Interesting Points:

  • When considering chat interactions with AI, it is important to distinguish between the functional and relational aspects. This study aims to understand the current understanding of the topic.

Summary and Key Insights of the Research: Background and Purpose of the Study: As AI chatbots play a more significant role in everyday life, it becomes crucial to understand how people evaluate communication with AI. This study compares two theoretical perspectives that explain human-AI communication: a) Communication Script Theory (especially the CASA theory) b) Expectancy Violations Theory

Theoretical Framework: Communication Script Theory: People apply human communication scripts to interactions with AI. Expectancy Violations Theory: Communication evaluation is based on whether prior expectations were met or violated.

Research Design and Methods: Pilot Study: Confirmed differences in expectations between humans and chatbots. Main Experiment: Experiment design with 2 (contextual fit) x 2 (response speed) x 2 (communicator’s ID).

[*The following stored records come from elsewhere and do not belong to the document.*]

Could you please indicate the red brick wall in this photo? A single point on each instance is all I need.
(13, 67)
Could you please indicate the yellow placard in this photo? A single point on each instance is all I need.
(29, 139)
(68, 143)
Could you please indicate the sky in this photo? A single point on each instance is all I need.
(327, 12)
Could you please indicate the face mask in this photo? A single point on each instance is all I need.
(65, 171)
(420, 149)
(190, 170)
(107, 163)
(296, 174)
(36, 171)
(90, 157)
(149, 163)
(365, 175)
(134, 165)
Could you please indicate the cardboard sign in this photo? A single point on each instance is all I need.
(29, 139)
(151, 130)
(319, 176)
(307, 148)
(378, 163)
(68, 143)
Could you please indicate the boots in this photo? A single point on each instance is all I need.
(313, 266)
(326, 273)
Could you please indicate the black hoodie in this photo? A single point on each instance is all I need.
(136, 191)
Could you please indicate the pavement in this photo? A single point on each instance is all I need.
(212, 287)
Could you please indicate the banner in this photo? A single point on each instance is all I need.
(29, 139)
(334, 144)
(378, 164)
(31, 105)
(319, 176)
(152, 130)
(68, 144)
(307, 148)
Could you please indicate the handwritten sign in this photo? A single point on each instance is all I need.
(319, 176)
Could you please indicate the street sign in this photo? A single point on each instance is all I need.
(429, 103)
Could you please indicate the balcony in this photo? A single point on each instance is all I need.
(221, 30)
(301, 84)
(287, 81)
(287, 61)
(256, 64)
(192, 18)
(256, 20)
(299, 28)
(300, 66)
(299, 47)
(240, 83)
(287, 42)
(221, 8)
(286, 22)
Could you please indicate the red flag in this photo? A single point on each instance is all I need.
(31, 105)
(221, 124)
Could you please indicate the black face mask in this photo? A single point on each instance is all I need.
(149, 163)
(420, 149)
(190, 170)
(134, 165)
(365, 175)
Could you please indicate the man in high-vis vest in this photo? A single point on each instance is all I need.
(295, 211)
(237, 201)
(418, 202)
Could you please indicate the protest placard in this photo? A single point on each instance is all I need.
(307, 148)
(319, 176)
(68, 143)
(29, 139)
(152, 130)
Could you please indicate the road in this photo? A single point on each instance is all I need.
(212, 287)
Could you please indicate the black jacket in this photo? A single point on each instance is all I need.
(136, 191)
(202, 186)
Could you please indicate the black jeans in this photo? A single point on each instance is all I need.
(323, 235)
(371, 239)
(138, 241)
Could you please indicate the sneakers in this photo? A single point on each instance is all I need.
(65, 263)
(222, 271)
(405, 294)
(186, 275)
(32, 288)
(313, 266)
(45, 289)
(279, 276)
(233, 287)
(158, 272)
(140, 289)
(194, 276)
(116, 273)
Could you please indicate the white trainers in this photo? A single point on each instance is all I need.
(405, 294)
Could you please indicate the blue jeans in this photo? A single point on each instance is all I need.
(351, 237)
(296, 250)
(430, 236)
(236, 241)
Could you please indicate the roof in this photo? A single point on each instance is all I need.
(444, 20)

Dependent variables: Reliability (ability, trustworthiness, benevolence) and attractiveness (social attractiveness, task attractiveness).

Key Findings: Functional aspects (reliability, task attractiveness): Both humans and chatbots were most highly rated when showing high contextual fit and fast responses. Relational aspect (social attractiveness): Humans were consistently rated higher than chatbots. Predictions of Expectancy Violations Theory were not supported.

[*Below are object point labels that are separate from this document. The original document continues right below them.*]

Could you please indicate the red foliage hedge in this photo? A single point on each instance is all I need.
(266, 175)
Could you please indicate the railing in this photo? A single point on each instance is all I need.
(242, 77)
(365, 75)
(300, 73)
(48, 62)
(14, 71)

Theoretical Contributions: Suggests that the Communication Script Theory has greater explanatory power in human-AI communication. Clarifies the existence of functional and relational aspects in evaluating communication with AI.

Practical Implications: Chatbot developers should prioritize high contextual fit and appropriate response speed. However, they should recognize the limitations of AI in social relationship building.

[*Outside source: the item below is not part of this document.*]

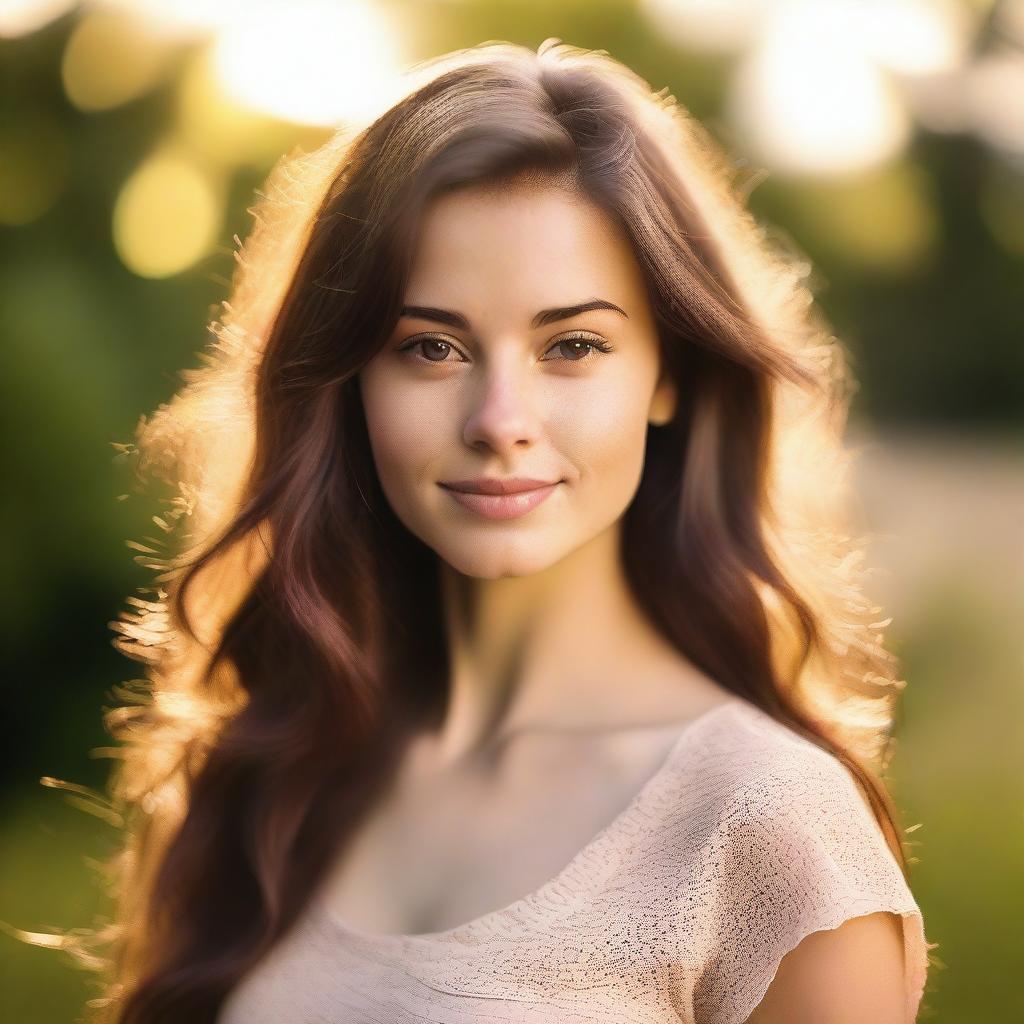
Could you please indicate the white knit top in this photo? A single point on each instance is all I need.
(745, 840)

Novelty and Contributions: Comparative examination of theoretical frameworks for evaluating human-AI communication. Clear distinction between functional and relational aspects, highlighting their importance in evaluating AI. Suggests the difficulty of applying Expectancy Violations Theory to human-AI communication.

Future Research Directions: Changes in evaluation during long-term interactions with AI. Further exploration of the interaction between functional and relational aspects. Comparison of human-AI communication evaluations in different contexts and cultures.

This study sheds light on the complexity of human-AI communication and provides important insights for future AI development and understanding of human-AI relationships.